Circa 2010, this may seem to be a problem with long established solutions, but the large number of poorly formatted or otherwise visually problematic newsletters still landing in many reader's inboxes attest otherwise — and this situation is only worsening as ever more users turn to a broadening array of mobile devices for their email access.

The foundation of a broadly-presentable HTML mailer is clean code and inline CSS, or Cascading Style Sheets — a means of customizing the appearance and layout of text, images and other elements on a web page.

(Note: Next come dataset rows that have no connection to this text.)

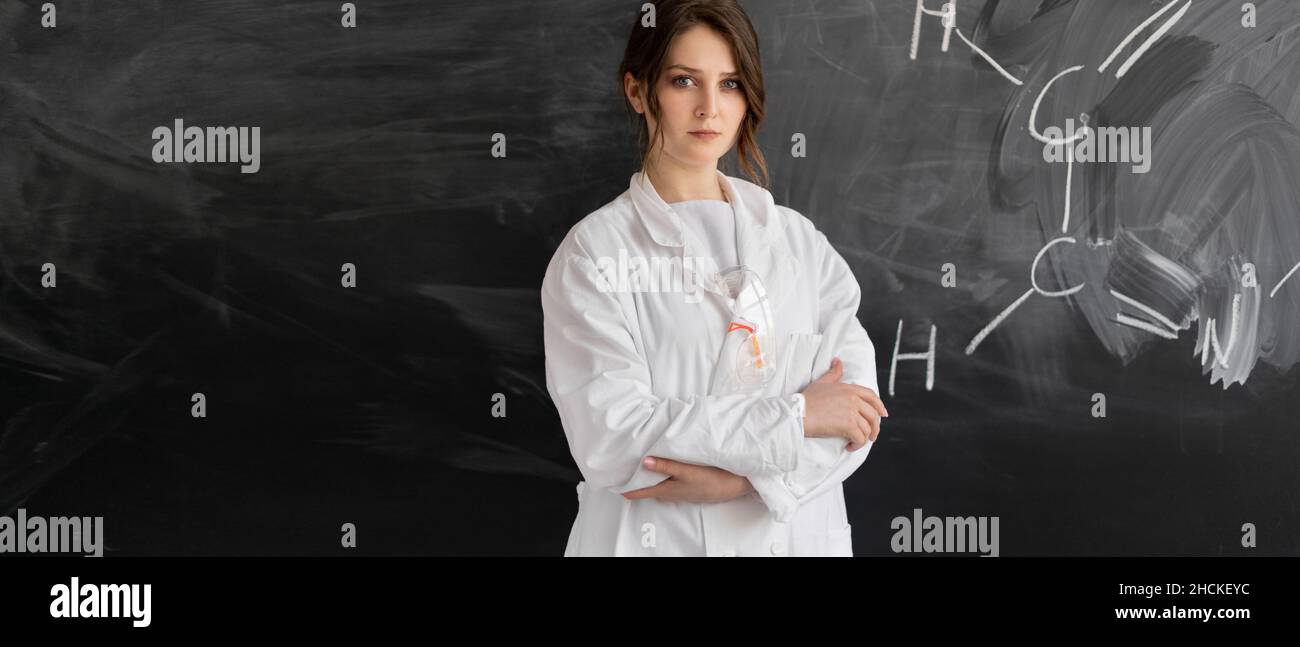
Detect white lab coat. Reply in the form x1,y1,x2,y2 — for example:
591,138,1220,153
542,171,879,556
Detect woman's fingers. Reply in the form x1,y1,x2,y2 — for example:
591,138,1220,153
852,385,889,418
858,400,880,443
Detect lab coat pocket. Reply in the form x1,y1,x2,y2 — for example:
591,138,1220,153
826,524,853,557
781,333,822,395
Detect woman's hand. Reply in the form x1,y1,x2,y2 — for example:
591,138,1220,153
803,357,889,452
623,457,754,503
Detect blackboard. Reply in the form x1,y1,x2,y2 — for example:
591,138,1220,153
0,0,1300,555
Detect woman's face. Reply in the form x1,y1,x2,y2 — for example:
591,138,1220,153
632,25,746,168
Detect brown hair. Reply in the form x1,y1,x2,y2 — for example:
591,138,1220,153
619,0,768,188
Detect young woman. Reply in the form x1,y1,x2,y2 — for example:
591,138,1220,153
542,0,888,556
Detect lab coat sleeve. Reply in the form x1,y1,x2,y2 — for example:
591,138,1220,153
542,240,803,494
750,224,880,522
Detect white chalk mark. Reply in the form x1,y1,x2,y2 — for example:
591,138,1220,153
1115,312,1178,339
966,288,1034,355
1201,292,1242,368
1110,290,1191,339
1061,144,1074,234
1030,65,1083,146
911,0,957,61
889,320,939,395
1269,257,1300,299
1030,236,1087,296
1097,0,1178,71
957,30,1024,86
1115,0,1192,78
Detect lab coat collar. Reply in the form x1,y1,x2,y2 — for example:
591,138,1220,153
628,169,798,300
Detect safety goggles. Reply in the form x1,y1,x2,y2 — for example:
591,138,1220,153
714,265,777,386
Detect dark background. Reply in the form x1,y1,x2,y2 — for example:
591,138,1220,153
0,0,1300,555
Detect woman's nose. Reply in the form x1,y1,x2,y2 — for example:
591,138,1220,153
696,90,718,118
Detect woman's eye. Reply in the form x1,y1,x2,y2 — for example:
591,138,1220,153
672,77,741,90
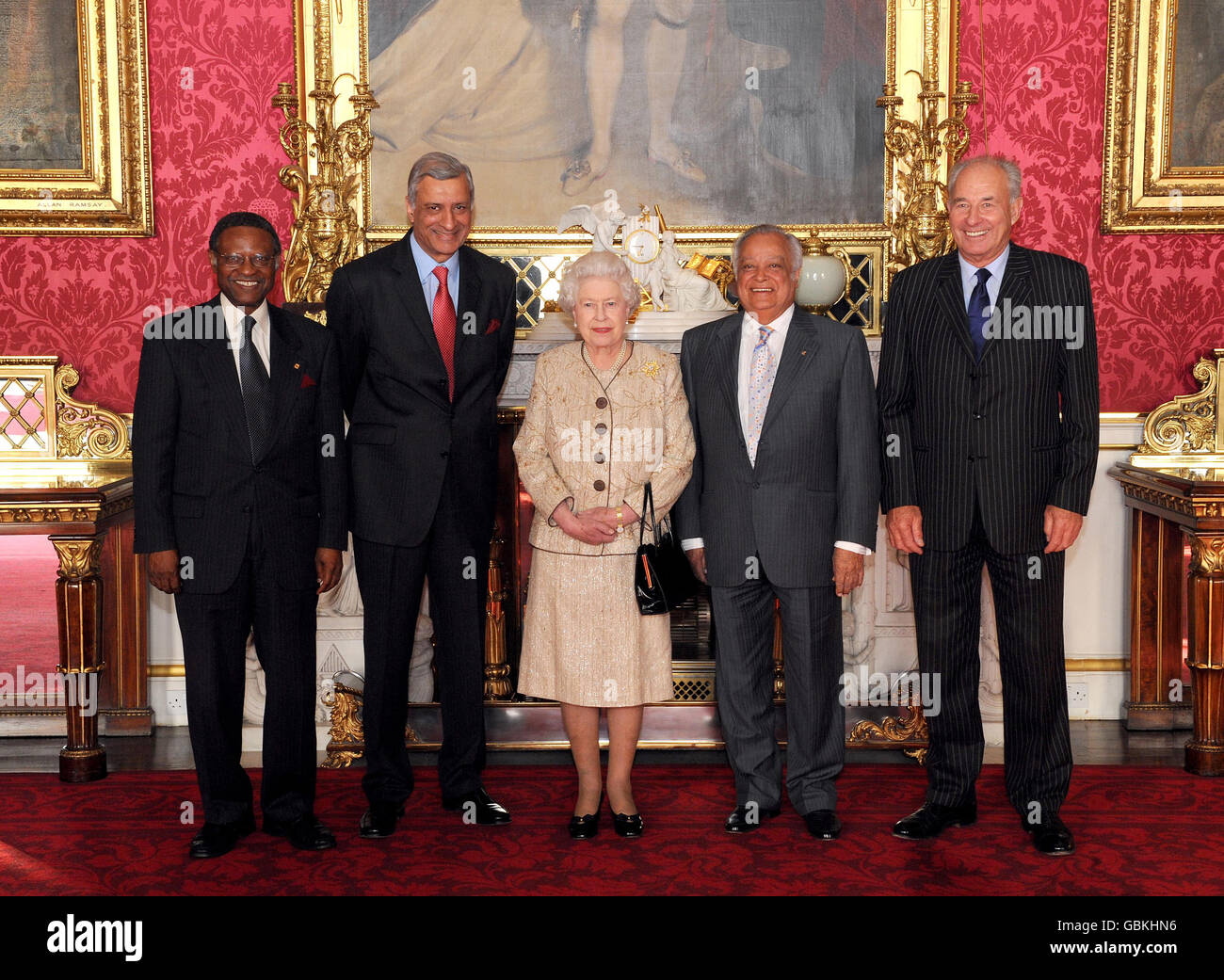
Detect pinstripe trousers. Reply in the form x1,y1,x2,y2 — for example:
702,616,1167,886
710,569,846,813
910,506,1071,820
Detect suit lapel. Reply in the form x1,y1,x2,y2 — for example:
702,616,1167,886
455,248,481,401
264,303,301,454
190,295,251,446
762,306,820,437
392,229,447,381
710,313,744,425
935,250,978,362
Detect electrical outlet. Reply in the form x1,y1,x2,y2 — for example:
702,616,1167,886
166,683,187,715
1068,683,1088,718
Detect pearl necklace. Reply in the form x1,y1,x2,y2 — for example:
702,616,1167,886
583,338,629,372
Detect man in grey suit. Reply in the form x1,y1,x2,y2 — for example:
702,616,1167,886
676,225,880,841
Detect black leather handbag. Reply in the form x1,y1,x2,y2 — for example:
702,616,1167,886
633,483,698,616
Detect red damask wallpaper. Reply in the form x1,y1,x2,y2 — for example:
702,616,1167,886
0,0,294,412
0,0,1224,411
959,0,1224,411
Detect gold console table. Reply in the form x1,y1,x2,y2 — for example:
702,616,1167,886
0,357,153,783
1109,348,1224,776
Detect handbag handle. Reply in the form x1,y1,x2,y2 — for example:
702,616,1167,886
637,479,658,548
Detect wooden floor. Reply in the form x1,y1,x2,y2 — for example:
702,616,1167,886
0,722,1190,772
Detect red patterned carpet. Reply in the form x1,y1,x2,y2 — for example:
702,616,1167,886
0,764,1224,895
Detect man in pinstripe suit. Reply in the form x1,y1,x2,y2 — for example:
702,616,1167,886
878,156,1098,854
676,225,880,841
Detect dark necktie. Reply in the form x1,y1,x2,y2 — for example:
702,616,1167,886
433,265,456,401
970,269,990,361
237,315,272,462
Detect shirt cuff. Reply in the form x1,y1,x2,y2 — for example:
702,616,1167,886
833,540,872,554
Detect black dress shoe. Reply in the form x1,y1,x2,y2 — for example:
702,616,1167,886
1020,813,1074,855
893,803,978,841
722,804,782,833
442,787,510,827
803,810,841,841
612,813,643,840
264,813,335,850
187,813,254,858
359,803,404,841
570,793,604,841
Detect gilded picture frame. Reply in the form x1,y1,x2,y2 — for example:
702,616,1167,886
1101,0,1224,233
283,0,958,334
0,0,153,236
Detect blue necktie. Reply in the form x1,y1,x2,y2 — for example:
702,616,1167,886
970,269,990,361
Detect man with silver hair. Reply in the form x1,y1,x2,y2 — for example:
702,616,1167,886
327,153,517,838
878,151,1098,854
674,225,880,841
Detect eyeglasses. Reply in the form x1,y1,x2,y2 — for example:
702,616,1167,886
213,252,277,269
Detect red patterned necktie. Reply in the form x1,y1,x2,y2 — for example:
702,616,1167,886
433,265,456,401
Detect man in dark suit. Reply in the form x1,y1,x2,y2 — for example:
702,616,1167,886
676,225,880,840
878,156,1098,854
132,212,347,858
327,153,518,838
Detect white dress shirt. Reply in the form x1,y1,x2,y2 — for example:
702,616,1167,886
221,293,272,387
681,303,872,554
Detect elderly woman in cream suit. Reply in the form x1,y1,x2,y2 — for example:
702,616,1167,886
514,252,694,840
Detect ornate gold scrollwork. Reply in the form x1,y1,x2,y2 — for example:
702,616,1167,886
52,538,102,581
56,364,132,458
1131,347,1224,467
272,77,378,303
876,74,978,269
876,0,978,269
322,683,366,769
319,682,421,769
485,526,514,701
846,705,927,763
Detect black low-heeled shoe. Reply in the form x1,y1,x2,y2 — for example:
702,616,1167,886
570,793,604,841
612,813,643,838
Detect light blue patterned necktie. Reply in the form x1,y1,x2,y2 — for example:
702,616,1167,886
748,326,774,466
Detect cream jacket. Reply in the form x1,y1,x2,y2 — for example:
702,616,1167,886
514,340,695,555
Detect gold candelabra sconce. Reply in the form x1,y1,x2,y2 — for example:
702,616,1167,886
876,18,978,270
272,74,378,303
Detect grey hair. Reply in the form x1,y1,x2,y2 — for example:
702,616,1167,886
731,225,803,275
557,252,641,317
947,153,1021,201
408,153,476,208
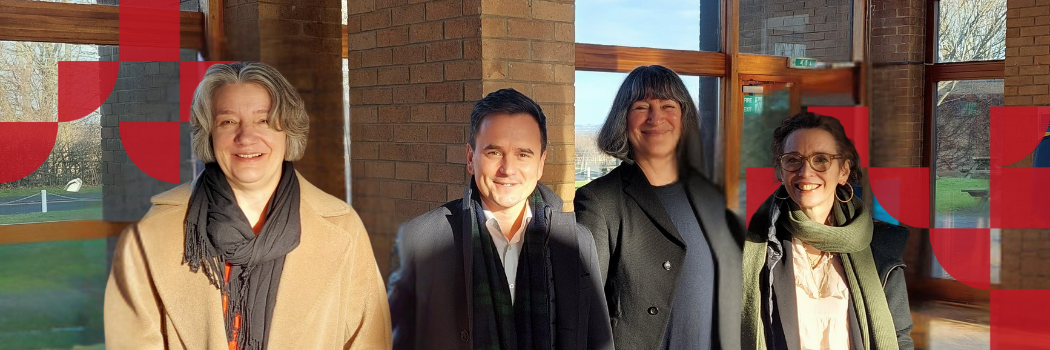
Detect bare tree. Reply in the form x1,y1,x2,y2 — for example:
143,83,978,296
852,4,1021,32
935,0,1006,171
937,0,1006,105
0,41,102,187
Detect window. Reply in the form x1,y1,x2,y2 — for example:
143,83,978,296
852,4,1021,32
937,0,1006,62
0,41,106,225
930,79,1003,284
932,79,1003,228
575,0,721,52
0,239,111,349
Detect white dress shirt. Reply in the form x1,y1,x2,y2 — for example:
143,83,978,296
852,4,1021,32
481,203,532,305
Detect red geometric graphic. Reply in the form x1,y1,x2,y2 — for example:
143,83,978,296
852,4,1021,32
0,122,59,183
867,167,930,228
806,107,868,168
59,61,120,123
929,228,991,289
119,122,181,184
744,167,782,224
988,107,1050,228
991,289,1050,350
120,0,180,61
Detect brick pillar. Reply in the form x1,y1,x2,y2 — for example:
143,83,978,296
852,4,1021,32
223,0,345,198
1000,0,1050,289
869,0,926,166
868,0,926,283
348,0,575,274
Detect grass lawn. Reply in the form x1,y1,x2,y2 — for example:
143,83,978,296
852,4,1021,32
0,186,102,197
0,240,107,349
0,202,102,224
935,178,988,213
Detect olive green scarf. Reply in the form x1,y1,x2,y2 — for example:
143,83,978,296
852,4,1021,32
741,187,898,350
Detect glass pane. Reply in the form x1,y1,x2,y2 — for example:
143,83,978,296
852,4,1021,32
575,0,721,52
931,80,1003,279
736,82,792,215
739,0,853,62
575,70,720,188
0,240,109,349
937,0,1006,62
0,41,105,225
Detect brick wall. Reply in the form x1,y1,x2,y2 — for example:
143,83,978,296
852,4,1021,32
869,0,926,166
739,0,852,61
478,0,575,207
223,0,347,198
99,46,196,222
348,0,574,274
1000,0,1050,289
868,0,926,283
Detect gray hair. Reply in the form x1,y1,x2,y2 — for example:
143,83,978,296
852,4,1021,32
190,62,310,163
597,64,700,166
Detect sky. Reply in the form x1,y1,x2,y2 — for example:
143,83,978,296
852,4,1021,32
575,0,713,125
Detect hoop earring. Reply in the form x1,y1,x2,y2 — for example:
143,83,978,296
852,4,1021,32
835,185,854,203
773,184,791,201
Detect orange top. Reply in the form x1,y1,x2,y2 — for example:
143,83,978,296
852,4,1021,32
223,263,240,350
223,210,266,350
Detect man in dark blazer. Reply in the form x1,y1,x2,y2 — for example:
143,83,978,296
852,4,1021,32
389,89,612,350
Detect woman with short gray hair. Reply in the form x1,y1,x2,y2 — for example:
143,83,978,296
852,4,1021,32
104,62,392,350
574,65,742,349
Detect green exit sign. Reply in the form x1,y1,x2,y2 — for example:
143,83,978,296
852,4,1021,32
788,57,817,69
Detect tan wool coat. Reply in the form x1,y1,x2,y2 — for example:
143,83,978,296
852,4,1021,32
104,176,392,350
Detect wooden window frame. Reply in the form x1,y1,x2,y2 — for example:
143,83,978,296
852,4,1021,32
575,0,867,212
910,0,1006,305
0,0,205,53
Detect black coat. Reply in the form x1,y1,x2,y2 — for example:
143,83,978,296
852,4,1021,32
748,196,915,350
574,163,743,349
389,184,612,350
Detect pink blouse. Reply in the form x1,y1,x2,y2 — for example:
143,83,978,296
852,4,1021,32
792,239,849,350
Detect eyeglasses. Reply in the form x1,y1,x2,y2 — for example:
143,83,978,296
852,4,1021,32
777,153,843,172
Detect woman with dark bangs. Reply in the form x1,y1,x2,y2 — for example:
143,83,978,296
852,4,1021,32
574,65,742,350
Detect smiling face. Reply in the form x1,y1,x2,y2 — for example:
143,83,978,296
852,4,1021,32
779,128,849,222
627,98,681,162
466,114,547,212
211,83,287,190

Today, many email newsletter publishers initially generate their mailers as web pages — often maintaining an online archive of past issues. Due to coding efficiencies, these pages typically employ external style sheets to contain what could often be considerable amounts of data — especially when detailed styles are applied repetitively or to multiple elements on the page — a typical usage.

When these pages are used "as is" as newsletter templates, however, the results can be disastrous and work negatively against your brand's image.

"If you've ever sent an email campaign, you know that if your CSS is not coded inline, it is likely to get stripped out by email clients, which can make your email design pretty funky looking," states the MailChimp.com website, which offers an Automatic CSS Inliner Tool.

According to the company, writing CSS inline can be time consuming and repetitive, so it automated the process as part of its email marketing and list management services — and they're sharing the wealth.

"MailChimp has a CSS inline conversion tool built right in that will automatically transform all of your local styles into inline styles," the website states. "Designers have found it so useful we thought we'd share it with everyone else — even if you don't have a MailChimp account."

In use, the tool is a simple web form that you copy and paste your code into, and then click "Convert It!" to receive a more email friendly version ready for sending. An option is available to strip out the original CSS style tags.

For those looking for comprehensive email newsletter management solutions, MailChimp offers WordPress, Twitter and Salesforce integrations among others and is the list manager for major companies such as Mozilla, Intel, Canon, Fujitsu and others.

The system uses location-based technology to send geo-targeted, locally-timed, auto-translated email campaigns, with full tracking and analytics support and more.

A free account option is available for lists of up to 500 subscribers and 3,000 emails per month, with premium solutions available — but adult email marketers beware, as MailChimp imposes substantial restrictions on sexually oriented materials. While they may not want you dirtying up folks' inboxes, they'll at least help you clean your code.